The litigation privilege broadly precludes civil liability (except for malicious prosecution) for oral and written communications made in a judicial proceeding, including statements made before and during trial. Statements made in litigation are often both “protected activity” under the anti-SLAPP statute and absolutely protected under the litigation privilege. This means that respondents faulted for misconduct in litigation can use the anti-SLAPP statute to quickly and effectively terminate claims against them, earning an attorney’s fee award along the way. Attacking Clainos for what he and his attorneys told the probate court was doomed from the start, as the Ninth Circuit found in its opinion.
Aggressive Efforts to Enforce No Contest Clauses May Backfire
Rosenberg v. Reid, an unpublished case issued in October 2015 by the California Court of Appeal, shows the hazards of a premature effort to enforce a no contest clause. Brigette Reid sued her sister Sheryl Rosenberg, complaining that Rosenberg had unilaterally seized control of a business left to them by their father. Reid attacked the validity of the operating agreement of the business.
Rosenberg retaliated by filing a petition for disinheritance, seeking a judgment that Reid’s suit constituted a prohibited contest under the no contest clause of their father’s trust.
The appellate court ruled in favor of Reid on the ground that the no contest clause in the trust did not apply to the operating agreement such that Rosenberg would be unable to prevail, leaving Rosenberg to pay the legal expenses that Reid incurred in bringing the anti-SLAPP motion.
Under the more common scenario referenced in the first paragraph of this post, if Bob files a petition to enforce a no contest clause, he must be ready to show that Sally’s trust lacks probable cause within the meaning of California Probate Code section 21311. That is, he must show that the facts known to Sally would not cause a reasonable person to believe that there is a reasonable likelihood that the trust amendment will be invalidated after an opportunity for further investigation or discovery.

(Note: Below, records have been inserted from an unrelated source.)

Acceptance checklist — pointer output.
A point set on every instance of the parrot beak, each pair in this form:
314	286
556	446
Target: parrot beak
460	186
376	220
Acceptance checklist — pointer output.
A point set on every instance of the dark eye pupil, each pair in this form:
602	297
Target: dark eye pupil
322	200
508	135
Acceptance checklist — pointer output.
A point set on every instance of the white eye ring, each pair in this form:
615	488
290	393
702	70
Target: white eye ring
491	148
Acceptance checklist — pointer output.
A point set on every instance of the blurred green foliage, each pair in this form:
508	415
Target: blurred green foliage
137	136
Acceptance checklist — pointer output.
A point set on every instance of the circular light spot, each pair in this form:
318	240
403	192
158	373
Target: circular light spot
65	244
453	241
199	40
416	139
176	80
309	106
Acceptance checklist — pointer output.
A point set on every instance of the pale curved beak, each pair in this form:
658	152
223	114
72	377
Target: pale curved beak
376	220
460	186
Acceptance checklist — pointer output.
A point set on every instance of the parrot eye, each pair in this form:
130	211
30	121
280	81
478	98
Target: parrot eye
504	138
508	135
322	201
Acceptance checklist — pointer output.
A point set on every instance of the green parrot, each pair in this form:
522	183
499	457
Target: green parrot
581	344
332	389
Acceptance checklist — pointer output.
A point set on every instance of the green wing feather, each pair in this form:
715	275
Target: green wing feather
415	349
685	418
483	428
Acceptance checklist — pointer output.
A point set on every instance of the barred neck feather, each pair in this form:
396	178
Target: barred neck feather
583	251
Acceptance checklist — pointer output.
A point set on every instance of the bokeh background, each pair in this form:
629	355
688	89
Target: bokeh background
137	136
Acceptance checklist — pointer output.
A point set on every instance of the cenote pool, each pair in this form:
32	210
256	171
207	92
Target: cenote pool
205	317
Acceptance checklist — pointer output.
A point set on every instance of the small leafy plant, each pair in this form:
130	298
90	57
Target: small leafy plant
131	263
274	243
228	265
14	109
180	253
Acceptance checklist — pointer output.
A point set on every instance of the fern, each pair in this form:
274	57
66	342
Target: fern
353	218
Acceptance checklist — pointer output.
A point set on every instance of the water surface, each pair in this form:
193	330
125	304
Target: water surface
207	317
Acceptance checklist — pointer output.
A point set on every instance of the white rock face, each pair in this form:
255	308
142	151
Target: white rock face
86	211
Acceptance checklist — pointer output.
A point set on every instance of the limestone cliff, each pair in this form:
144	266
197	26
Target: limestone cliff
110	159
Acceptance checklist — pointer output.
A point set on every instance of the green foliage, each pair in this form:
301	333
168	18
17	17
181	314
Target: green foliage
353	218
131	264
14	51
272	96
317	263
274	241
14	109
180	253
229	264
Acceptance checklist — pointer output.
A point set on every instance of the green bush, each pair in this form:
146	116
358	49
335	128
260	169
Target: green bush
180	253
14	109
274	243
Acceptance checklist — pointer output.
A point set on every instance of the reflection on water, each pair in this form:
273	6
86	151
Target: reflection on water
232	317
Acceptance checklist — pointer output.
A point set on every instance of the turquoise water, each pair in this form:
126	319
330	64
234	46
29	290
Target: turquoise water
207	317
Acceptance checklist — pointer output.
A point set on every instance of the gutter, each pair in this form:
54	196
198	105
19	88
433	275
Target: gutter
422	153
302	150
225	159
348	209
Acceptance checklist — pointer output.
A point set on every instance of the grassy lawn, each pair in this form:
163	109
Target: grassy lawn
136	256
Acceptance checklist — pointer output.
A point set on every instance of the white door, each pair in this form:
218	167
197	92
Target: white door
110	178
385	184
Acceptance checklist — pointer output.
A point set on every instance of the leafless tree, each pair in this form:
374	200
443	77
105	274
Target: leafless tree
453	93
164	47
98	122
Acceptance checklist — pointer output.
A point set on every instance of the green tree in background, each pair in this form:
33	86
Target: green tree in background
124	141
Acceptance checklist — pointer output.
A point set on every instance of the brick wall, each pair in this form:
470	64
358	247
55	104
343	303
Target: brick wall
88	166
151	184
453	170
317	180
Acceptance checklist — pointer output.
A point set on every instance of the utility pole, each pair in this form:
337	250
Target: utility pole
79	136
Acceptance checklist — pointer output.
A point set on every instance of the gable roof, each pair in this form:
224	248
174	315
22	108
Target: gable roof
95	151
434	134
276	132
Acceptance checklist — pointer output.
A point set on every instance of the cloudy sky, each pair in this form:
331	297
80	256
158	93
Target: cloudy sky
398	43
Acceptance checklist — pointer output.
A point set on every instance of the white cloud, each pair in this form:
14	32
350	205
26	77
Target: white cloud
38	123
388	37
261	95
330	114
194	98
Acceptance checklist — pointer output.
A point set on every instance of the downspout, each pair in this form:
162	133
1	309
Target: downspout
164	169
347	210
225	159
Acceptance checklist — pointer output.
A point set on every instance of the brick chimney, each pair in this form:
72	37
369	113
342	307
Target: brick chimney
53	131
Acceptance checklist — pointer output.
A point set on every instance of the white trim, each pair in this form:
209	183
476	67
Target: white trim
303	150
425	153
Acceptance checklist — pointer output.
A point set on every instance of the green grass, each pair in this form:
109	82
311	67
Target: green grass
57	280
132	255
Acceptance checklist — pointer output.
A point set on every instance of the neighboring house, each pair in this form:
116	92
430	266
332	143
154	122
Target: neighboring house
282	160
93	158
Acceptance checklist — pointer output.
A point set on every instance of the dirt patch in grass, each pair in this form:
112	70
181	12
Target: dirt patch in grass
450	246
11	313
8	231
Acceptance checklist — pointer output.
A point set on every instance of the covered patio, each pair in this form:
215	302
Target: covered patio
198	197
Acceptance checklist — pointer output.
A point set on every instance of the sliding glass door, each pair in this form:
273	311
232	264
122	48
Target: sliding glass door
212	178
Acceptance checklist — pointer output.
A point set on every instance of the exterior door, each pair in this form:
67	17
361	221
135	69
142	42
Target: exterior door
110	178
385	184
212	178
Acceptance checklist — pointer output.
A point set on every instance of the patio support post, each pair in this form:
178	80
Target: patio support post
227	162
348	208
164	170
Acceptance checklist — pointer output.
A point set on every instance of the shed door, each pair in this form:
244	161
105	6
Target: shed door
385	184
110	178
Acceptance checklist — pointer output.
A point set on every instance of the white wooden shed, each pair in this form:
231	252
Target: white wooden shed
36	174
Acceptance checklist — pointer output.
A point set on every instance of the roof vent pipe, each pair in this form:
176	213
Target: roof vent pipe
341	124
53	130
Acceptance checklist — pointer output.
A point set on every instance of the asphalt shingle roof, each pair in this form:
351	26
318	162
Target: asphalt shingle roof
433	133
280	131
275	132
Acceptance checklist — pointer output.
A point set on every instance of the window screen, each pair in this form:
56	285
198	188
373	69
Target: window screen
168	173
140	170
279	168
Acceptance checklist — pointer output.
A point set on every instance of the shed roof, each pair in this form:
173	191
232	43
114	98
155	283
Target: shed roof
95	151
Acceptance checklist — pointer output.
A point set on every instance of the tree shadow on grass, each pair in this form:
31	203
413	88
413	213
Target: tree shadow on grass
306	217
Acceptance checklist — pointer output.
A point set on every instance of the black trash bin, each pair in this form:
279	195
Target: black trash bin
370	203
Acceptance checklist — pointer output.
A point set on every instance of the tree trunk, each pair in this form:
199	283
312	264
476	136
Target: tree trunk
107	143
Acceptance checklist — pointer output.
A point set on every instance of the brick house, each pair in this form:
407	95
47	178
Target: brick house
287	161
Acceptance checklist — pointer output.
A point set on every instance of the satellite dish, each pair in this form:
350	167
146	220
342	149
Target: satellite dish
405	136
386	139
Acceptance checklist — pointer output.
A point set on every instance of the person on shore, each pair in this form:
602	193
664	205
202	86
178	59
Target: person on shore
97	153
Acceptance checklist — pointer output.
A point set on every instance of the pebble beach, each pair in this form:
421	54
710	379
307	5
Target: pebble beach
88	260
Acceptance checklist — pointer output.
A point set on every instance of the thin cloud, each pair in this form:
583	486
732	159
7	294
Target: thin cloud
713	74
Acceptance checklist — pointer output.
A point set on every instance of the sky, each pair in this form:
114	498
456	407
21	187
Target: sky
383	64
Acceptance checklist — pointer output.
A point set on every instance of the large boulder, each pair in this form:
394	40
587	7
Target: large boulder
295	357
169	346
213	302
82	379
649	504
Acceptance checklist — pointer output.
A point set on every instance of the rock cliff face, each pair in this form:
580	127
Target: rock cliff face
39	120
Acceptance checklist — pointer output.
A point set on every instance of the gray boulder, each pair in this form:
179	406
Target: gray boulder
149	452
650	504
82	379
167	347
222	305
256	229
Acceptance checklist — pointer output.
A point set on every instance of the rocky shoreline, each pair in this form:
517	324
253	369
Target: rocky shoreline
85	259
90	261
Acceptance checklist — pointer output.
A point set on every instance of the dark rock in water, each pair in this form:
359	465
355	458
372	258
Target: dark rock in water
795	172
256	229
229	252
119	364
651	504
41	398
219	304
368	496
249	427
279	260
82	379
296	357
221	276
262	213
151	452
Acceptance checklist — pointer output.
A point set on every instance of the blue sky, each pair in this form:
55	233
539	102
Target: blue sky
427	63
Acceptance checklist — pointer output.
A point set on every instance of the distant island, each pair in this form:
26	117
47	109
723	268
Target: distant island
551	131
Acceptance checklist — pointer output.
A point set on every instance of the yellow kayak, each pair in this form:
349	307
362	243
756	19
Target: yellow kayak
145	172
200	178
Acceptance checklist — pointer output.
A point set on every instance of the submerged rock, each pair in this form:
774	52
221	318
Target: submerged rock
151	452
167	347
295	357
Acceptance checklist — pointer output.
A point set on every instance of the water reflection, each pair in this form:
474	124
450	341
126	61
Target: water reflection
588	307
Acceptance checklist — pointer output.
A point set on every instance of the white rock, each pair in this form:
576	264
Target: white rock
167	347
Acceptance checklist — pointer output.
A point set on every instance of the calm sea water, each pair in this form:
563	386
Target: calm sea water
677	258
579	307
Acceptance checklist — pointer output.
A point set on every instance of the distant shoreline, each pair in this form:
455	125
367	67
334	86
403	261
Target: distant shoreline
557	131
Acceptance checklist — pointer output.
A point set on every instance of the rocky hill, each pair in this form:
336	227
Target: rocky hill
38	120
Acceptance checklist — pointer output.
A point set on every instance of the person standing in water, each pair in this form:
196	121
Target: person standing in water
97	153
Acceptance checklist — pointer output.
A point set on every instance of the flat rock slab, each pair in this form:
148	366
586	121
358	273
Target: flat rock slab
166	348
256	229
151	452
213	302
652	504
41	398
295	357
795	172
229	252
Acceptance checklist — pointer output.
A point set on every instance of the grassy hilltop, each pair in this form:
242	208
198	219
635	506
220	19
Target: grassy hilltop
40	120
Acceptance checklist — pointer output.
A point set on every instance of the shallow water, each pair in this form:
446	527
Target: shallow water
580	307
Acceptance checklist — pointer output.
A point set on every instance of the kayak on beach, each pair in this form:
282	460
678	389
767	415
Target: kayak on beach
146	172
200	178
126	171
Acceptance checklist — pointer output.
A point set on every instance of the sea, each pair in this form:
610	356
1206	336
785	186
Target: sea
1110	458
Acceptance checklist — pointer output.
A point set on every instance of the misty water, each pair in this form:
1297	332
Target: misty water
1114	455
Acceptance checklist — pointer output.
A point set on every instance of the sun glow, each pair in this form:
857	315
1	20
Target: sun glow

In other words, he must show that Sally’s supporting facts are flimsy. If Sally has presented her trust amendment contest petition in a compelling way, with supporting facts, Bob may be unable to carry his burden under the second step of the anti-SLAPP motion analysis.
Of course, this is a problem of Bob’s own making because he could have deferred his petition to enforce the no contest clause until after the Court rules on Sally’s petition.
Bringing claims against a trustee or executor for positions taken in court proceedings is a hazardous strategy given California’s anti-SLAPP statute. Litigants should think through the prospect of defending an anti-SLAPP motion before initiating a retaliatory round of litigation.